AKS Production Checklist: What Microsoft Doesn't Tell You
Deploy a production-ready Azure Kubernetes Service cluster with autoscaling, managed identity, private endpoints, and proper observability — lessons from running AKS at scale.
The Azure documentation will get you a running AKS cluster in 10 minutes. It will not get you a production-ready AKS cluster. This post is the checklist I run through on every AKS deployment.
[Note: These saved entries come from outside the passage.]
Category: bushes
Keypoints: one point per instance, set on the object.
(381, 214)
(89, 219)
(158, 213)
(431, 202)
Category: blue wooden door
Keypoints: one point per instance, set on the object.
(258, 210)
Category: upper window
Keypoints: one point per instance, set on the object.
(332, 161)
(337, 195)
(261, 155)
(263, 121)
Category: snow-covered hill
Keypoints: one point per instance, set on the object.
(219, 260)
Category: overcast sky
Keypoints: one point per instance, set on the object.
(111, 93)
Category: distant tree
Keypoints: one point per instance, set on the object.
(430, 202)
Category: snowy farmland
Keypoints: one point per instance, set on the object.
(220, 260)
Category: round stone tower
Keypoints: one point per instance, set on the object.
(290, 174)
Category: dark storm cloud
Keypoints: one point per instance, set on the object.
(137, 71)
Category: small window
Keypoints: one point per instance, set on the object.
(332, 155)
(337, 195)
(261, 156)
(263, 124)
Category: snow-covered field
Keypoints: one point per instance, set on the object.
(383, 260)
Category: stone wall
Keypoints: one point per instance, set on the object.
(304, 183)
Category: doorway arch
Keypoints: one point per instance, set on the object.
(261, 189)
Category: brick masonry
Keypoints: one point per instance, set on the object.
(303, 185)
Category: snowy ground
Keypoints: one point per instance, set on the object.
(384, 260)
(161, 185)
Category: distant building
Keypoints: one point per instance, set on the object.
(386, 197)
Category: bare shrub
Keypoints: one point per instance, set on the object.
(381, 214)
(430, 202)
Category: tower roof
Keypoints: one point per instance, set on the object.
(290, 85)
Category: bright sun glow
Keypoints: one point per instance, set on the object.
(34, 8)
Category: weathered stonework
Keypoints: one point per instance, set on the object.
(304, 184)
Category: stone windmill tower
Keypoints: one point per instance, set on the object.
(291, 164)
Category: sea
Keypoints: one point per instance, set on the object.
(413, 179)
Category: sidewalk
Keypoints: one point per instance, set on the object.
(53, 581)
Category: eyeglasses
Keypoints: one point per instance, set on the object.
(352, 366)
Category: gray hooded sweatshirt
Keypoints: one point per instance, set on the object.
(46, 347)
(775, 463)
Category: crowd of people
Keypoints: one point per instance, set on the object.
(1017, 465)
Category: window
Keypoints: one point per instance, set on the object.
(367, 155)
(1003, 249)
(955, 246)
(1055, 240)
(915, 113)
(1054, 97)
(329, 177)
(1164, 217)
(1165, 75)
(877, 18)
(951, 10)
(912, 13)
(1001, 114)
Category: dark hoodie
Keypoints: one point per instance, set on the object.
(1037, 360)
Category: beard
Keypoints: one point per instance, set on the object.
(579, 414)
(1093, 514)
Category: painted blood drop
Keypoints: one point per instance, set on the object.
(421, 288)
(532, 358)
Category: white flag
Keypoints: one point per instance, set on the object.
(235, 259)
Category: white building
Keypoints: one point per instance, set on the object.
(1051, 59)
The Minimal Viable Production Cluster
A production AKS cluster needs at minimum:
- Managed identity (not service principal) for node authentication
- Private API server or at least authorized IP ranges
- Multiple node pools — system and user separated
- Cluster autoscaler configured correctly
- Azure CNI (not kubenet) for enterprise networking
- Azure Policy add-on for governance
- Container Insights for observability
Terraform Configuration
resource "azurerm_kubernetes_cluster" "main" {
name = "aks-${var.environment}-${var.location_short}"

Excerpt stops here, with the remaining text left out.